Infine, valutate attentamente i vostri piani di navigazione: se affrontate navigazioni al di fuori del Mediterraneo, potreste aver bisogno di un modello con una camera di gonfiaggio più ampia (al di sopra dei “canonici” 150 N) dotato di sprayhood, perché con venti forti è più facile che l’acqua nebulizzi sul livello del mare, rendendo ardua la respirazione senza un’adeguata protezione. Non spaventatevi se la camera d’aria non ha forma regolare, ma presenta un lato più sviluppato dell’altro: non è un difetto di fabbricazione, ma agevola anzi il raddrizzamento con faccia al cielo in caso di caduta in mare in stato di incoscienza. Particolare importanza riveste la presenza o meno del cosciale, assente nei modelli più economici: potrete realizzarlo da soli cucendo una fettuccia nella parte posteriore del giubbotto e legandola al gancio per la safety-line con una gassa d’amante. Controllate che le cuciture delle cinghie siano di colore differente rispetto alle cinghie stesse, in modo da poter agilmente verificare il loro stato d’usura.

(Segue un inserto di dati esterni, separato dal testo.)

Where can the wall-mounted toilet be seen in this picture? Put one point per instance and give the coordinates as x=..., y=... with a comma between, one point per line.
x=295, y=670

CON PASTIGLIA O IDROSTATICO?
In commercio, se si tolgono i modelli a gonfiaggio manuale (simili a quelli che trovate sugli aerei), esistono due tipi di giubbotto autogonfiabile: con bomboletta e pastiglia al sale o idrostatici. I primi hanno al loro interno una pastiglia che si scioglie a contatto con l’acqua, fungendo da “detonatore” per la bomboletta, che in genere viene attivata dopo un paio di secondi. Molto efficaci, sono sensibili all’umidità per cui necessitano di una particolare manutenzione: in inverno toglieteli da bordo, estraete bomboletta e pastiglia e sciacquateli con acqua dolce. Se volete potete lasciarli in barca, ma solo se disarmati. I giubbotti di tipo idrostatico sono dotati di una speciale fessura tarata per aprirsi a una profondità prestabilita (non più di 30 centimetri). Hanno il vantaggio di non gonfiarsi anche se venite investiti da secchiate d’acqua ma la loro manutenzione è difficile (vi conviene affidarla a manodopera specializzata) e i costi sono più elevati.
MANUTENZIONE
Alla fine di ogni stagione è bene che operiate un controllo sull’autogonfiabile: aprite il giubbotto agendo sulla chiusura a strappi o sul velcro, estraete la bomboletta e la pastiglia salina all’interno e gonfiate manualmente la camera d’aria. Fatelo utilizzando un gonfiatore (andranno benissimo quelli a “cupola” da campeggio) e non a bocca, perché il vostro fiato contiene umidità che potrebbe rovinare la gomma. Una volta gonfiato, appoggiatelo su un bancone e assicuratevi che rimanga perfettamente gonfio per almeno 12 ore. Se perde volume durante questo lasso di tempo, spalmatelo di sapone per controllare che lo sgonfiamento sia causato effettivamente da una perdita (e non da una variazione di temperatura dell’aria): così fosse, non procedete a una riparazione bensì sostituite l’intera camera d’aria.